# Building a R-mars Docker Image
We will start our MLOps journey here by creating a Docker Image for training a R-Mars [Multivariate Adaptive Regression Splines](https://en.wikipedia.org/wiki/Multivariate_adaptive_regression_splines) model.

So, after we create and test locally our Dockerfile, we'll send it to our first pipeline that will build this image and make it available in ECR.

## First create the training code

`mars.R` creates functions to fit and serve our model.  The algorithm we've chosen to use is [Multivariate Adaptive Regression Splines](https://en.wikipedia.org/wiki/Multivariate_adaptive_regression_splines).  This is a suitable example as it's a unique and powerful algorithm, but isn't as broadly used as Amazon SageMaker algorithms, and it isn't available in Python's scikit-learn library.  R's repository of packages is filled with algorithms that share these same criteria. 

In [1]:
%%writefile mars.R
# Bring in library that contains multivariate adaptive regression splines (MARS)
library(mda)

# Bring in library that allows parsing of JSON training parameters
library(jsonlite)

# Bring in library for prediction server
library(plumber)


# Setup parameters
# Container directories
prefix <- '/opt/ml'
input_path <- paste(prefix, 'input/data', sep='/')
output_path <- paste(prefix, 'output', sep='/')
model_path <- paste(prefix, 'model', sep='/')
param_path <- paste(prefix, 'input/config/hyperparameters.json', sep='/')
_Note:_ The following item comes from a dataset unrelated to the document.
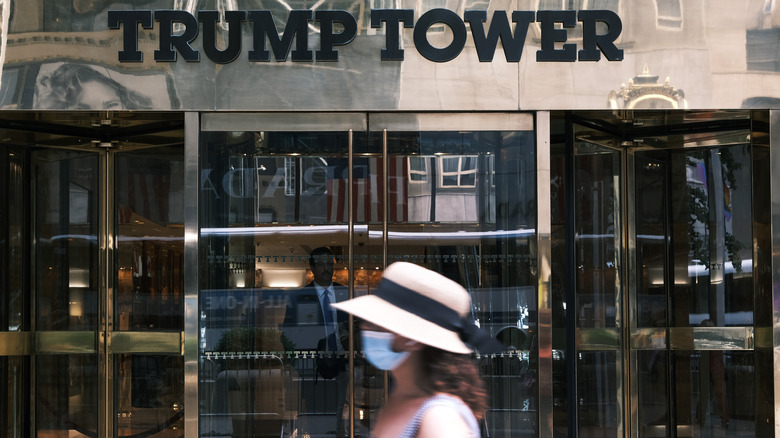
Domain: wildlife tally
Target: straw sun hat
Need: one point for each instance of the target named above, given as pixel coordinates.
(422, 305)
# Channel holding training data
channel_name = 'train'
training_path <- paste(input_path, channel_name, sep='/')


# Setup training function
train <- function() {

    # Read in hyperparameters
    training_params <- read_json(param_path)

    target <- training_params$target

    if (!is.null(training_params$degree)) {
        degree <- as.numeric(training_params$degree)}
    else {
        degree <- 2}

    # Bring in data
    training_files = list.files(path=training_path, full.names=TRUE)
    training_data = do.call(rbind, lapply(training_files, read.csv))
    
    # Convert to model matrix
    training_X <- model.matrix(~., training_data[, colnames(training_data) != target])

    # Save factor levels for scoring
    factor_levels <- lapply(training_data[, sapply(training_data, is.factor), drop=FALSE],
                            function(x) {levels(x)})
    
    # Run multivariate adaptive regression splines algorithm
    model <- mars(x=training_X, y=training_data[, target], degree=degree)
    
    # Generate outputs
    mars_model <- model[!(names(model) %in% c('x', 'residuals', 'fitted.values'))]
    attributes(mars_model)$class <- 'mars'
    save(mars_model, factor_levels, file=paste(model_path, 'mars_model.RData', sep='/'))
    print(summary(mars_model))

    write.csv(model$fitted.values, paste(output_path, 'data/fitted_values.csv', sep='/'), row.names=FALSE)
    write('success', file=paste(output_path, 'success', sep='/'))}


# Setup scoring function
serve <- function() {
    app <- plumb(paste(prefix, 'plumber.R', sep='/'))
    app$run(host='0.0.0.0', port=8080)}


# Run at start-up
args <- commandArgs()
if (any(grepl('train', args))) {
    train()}
if (any(grepl('serve', args))) {
    serve()}

Writing mars.R


## Next, create the Serve function

`plumber.R` uses the [plumber](https://www.rplumber.io/) package to create a lightweight HTTP server for processing requests in hosting.  Note the specific syntax, and see the plumber help docs for additional detail on more specialized use cases.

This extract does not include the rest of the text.